Search code examples
pythonweb-scrapingbeautifulsoupnonetype

.text issue when scraping Google Flgihts


Here's my code:

from bs4 import BeautifulSoup
import requests
import time

html_text = requests.get('https://www.google.com/travel/flights/search?tfs=CBwQAhoeagcIARIDSkZLEgoyMDIzLTA3LTAzcgcIARIDQU1TGh5qBwgBEgNBTVMSCjIwMjMtMDctMTNyBwgBEgNKRktwAYIBCwj___________8BQAFIAZgBAQ').text
soup = BeautifulSoup(html_text, 'lxml')
flights = soup.find_all('li', class_ = 'pIav2d')
for flight in flights:
    czas = flight.find('span', class_ = 'mv1WYe').text
    stops = flight.find('div', class_ = 'EfT7Ae AdWm1c tPgKwe').text
    cheapP = flight.find('div', class_ = 'YMlIz FpEdX jLMuyc').text
    Reg_price = flight.find('div', class_ = 'YMlIz FpEdX').text

    print(f'''
    Time: {czas}
    Stops: {stops}
    Cheapest: {cheapP}
    Regular Price: {Reg_price}
    ''')

The problem is Reg_price = flight.find('div', class_ = 'YMlIz FpEdX').text. When I add on the end .text I get error: 'NoneType' object has no attribute 'text'

And I know is the correct identifier because I'm using Xpath helper and when I run //div[@class='YMlIz FpEdX'] in Xpath helper, I get the correct results.
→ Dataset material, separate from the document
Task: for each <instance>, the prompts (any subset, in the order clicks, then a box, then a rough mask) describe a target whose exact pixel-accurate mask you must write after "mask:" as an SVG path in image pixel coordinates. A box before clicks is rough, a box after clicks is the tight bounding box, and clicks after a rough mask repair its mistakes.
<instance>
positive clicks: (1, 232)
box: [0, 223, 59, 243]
Edit: I figured out what is the problem and I need to write some sort of condition or if statement. And I need help with that.

Basically, flights = soup.find_all('li', class_ = 'pIav2d') sometimes has cheapP and Reg_price variables in it and sometimes doesn't, so I need to specify in the code that if it doesn't have that value just print None and still run the code till the end. What should my if statement look like?


Solution

  • In fact, you don't always have a value in the 'Reg_price' field yet. You need to process these two values in the try, except blocks as follows:

    from bs4 import BeautifulSoup
    import requests
    import time
    
    html_text = requests.get('https://www.google.com/travel/flights/search?tfs=CBwQAhoeagcIARIDSkZLEgoyMDIzLTA3LTAzcgcIARIDQU1TGh5qBwgBEgNBTVMSCjIwMjMtMDctMTNyBwgBEgNKRktwAYIBCwj___________8BQAFIAZgBAQ').text
    soup = BeautifulSoup(html_text, 'lxml')
    flights = soup.find_all('li', class_ = 'pIav2d')
    for flight in flights:
        czas = flight.find('span', class_ = 'mv1WYe').text
        stops = flight.find('div', class_ = 'EfT7Ae AdWm1c tPgKwe').text
        try:
            cheapP = flight.find('div', class_ = 'YMlIz FpEdX jLMuyc').text
        except AttributeError:
            cheapP = None
        try:
            Reg_price = flight.find('div', class_ = 'YMlIz FpEdX').text
        except AttributeError:
            Reg_price = None
    
        print(f'''
        Time: {czas}
        Stops: {stops}
        Cheapest: {cheapP}
        Regular Price: {Reg_price}
        ''')